Last week I tutored a day-course in shibori techniques at Ardington School of Crafts. Ardington is a village on the edge of the Berkshire Downs. The venue is housed in a Victorian school, and its large windows ensure good light at all times. It has been imaginatively and calmly adapted for its current incarnation as a craft school and overlooks a traditional English landscape of farmland and trees. This week, with fine weather and leaves at the multiple-greens stage, everything looked at its best.

Students were introduced to the basic principles of shibori and how patterns will build in the fabric through what is a mathematical logic of repeating folds and layers. We worked principally with the equilateral triangular fold which creates hexagon-based patterns through its geometry of six equilateral triangles. I prepared a set of triangular card units showing how this repeat principle works. The positioning (and shape) of the clamped and identical wooden blocks either side of the folded fabric is represented by the white areas in my patterns. The clamping inhibits the flow of dye through the fabric.
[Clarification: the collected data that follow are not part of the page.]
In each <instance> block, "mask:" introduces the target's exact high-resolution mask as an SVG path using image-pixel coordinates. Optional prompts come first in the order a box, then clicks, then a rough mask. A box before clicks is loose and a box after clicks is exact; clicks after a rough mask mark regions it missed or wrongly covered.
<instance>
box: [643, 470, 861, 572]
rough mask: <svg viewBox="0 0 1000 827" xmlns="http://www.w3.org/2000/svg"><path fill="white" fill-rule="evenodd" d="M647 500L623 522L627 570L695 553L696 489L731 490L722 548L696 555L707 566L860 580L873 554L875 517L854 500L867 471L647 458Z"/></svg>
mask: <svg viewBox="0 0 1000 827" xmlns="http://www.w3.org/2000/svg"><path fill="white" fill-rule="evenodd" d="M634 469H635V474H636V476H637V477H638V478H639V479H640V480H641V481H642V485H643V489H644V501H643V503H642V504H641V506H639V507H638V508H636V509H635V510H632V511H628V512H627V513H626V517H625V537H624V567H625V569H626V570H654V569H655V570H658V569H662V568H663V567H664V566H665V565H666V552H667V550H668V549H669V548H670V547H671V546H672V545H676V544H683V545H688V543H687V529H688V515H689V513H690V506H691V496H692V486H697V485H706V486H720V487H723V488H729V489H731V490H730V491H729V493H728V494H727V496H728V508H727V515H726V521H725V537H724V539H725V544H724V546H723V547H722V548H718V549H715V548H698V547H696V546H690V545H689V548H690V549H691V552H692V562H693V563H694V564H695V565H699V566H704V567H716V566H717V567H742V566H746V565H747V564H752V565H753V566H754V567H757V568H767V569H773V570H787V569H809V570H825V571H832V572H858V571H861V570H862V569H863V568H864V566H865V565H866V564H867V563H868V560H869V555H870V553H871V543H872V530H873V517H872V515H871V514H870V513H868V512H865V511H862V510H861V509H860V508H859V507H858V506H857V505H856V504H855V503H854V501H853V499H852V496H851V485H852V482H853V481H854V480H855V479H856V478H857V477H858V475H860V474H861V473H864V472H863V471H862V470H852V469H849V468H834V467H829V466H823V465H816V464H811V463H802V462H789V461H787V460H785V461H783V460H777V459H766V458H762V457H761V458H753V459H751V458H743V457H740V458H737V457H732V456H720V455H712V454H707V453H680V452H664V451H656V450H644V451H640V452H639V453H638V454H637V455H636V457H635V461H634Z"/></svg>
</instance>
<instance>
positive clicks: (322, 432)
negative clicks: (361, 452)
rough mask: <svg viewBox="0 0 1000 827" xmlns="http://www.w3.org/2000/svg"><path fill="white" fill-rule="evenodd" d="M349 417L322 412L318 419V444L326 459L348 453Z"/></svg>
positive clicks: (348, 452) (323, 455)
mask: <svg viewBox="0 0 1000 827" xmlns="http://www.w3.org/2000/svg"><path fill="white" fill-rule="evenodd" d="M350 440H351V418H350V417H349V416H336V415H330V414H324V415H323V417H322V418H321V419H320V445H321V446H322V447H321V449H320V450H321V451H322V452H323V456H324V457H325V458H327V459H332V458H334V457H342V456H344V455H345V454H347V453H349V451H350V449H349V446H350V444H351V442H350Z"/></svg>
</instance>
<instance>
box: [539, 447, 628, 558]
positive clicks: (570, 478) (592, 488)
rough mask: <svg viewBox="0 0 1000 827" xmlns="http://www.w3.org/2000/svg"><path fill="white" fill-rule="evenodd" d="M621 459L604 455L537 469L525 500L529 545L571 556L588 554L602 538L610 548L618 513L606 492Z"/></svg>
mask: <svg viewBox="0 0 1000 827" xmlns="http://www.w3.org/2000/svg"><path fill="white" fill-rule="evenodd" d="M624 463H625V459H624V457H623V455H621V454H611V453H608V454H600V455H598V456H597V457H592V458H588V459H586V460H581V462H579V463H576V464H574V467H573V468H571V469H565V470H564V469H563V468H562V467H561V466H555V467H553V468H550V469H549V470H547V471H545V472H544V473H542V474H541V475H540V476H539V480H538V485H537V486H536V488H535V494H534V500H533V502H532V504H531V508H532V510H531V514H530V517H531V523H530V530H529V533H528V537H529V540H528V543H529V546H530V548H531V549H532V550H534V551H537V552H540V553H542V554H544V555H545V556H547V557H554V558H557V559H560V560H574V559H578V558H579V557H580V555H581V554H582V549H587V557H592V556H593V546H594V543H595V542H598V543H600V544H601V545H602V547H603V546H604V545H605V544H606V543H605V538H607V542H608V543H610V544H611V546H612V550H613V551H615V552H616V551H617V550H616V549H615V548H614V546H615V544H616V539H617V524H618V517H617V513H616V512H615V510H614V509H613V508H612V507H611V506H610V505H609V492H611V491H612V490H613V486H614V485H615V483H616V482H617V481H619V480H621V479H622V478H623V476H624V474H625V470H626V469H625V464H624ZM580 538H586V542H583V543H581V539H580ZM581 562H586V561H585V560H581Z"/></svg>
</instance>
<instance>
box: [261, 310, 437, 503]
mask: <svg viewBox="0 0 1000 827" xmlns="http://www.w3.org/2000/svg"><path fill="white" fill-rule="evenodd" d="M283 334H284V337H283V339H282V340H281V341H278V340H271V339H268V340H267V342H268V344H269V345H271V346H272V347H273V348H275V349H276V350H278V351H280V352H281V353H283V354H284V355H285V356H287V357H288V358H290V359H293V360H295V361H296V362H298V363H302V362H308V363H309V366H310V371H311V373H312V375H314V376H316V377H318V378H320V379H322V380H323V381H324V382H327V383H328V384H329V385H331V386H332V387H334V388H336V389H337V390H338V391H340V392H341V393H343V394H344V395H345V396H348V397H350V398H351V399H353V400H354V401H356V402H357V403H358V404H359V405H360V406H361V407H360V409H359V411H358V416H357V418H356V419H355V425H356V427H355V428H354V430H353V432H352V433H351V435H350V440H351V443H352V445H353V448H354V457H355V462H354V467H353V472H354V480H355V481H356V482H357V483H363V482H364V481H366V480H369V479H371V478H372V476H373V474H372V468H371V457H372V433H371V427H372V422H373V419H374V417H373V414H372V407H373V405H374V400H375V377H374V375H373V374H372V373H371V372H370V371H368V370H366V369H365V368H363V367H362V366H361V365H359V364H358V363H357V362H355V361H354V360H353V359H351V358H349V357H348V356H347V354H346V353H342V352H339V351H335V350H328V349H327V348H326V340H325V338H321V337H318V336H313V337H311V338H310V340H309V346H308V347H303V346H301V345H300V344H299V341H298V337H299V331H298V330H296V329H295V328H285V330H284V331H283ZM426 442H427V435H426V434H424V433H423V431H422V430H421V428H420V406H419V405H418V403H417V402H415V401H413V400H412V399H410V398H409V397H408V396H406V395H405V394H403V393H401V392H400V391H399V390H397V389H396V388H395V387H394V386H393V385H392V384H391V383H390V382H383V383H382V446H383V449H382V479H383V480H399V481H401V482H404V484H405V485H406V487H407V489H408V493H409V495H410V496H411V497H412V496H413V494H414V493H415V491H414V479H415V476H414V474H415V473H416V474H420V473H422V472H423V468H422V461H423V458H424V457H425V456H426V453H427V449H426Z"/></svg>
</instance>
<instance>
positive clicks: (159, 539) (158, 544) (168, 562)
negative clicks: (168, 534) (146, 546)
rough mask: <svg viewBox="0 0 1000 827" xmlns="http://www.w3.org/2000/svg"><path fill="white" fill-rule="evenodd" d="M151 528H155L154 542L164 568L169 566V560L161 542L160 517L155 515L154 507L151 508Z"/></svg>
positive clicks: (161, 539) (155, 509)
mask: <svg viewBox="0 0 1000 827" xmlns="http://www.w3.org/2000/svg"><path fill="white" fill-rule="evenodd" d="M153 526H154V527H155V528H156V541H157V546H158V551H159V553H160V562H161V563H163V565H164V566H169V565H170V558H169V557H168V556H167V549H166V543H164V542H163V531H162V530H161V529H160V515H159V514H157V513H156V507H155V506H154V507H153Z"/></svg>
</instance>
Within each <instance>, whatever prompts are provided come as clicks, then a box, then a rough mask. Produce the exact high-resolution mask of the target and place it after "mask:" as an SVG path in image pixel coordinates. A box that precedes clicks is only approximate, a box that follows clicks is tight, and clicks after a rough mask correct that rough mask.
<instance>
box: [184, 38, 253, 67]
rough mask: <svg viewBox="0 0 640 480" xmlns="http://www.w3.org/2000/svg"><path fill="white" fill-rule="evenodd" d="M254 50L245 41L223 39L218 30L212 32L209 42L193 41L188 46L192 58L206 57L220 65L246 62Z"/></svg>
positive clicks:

The wood blocks can be any shape – there is a pattern created by the green-painted triangular blocks below – and placed in any practical position. Block position will dictate the basics of the pattern. You can see from the image (below right) that the blocks do not necessarily prevent dye from entering the fabric beneath the clamped area. They just affect the character of the final pattern which is based on dye dilutions, deliberate drying of work, overdyeing etc.

Students ironed vertical folds in a scarf length and converted the strip to a stack of triangular folds. They checked the wood blocks and protected them with new clingfilm. This enables a clean start each time the blocks are used: wood absorbs dye readily and will mark  work that follows. I advise beginners to work with three colours only, plus dilutant, to avoid shades of mud. Some students admitted they had been sceptical that their seemingly random application of dye would create something so ordered and I think all were pleased with their results.

Below, you can see me opening up the steamer. This has to be done with considerable care, hence the somewhat stressed expression. You can see the roll of paper and scarves, which has been protected with foil at top and bottom to prevent drips entering the folds and spoiling the work. Note that the top piece of foil was dislodged as I lifted the chamber from the boiler.

Many thanks to the students for allowing me to post these pictures and to Faith at Ardington for taking the photos.

Other news: On Thursday 13th June, Jane Deane and I will be working on our dye research at Leewood for the final open-to-the-public time. We haven’t finished our research, but from Thursday on you can’t come to watch us. To check on details, see here.

With shearing time in Devon arriving, local flocks are looking cooler and in the summer-ish sun my nest of mason bees (Osmia) is hyperactive. The bees don’t make honeycombs (that’s another hexagon-based subject) but are laying eggs in the tubes and sealing them in various shades of Devon clay. We are lucky to have culm meadow locally which is filling with textured grasses in some summer sun. But tomorrow it is going to rain.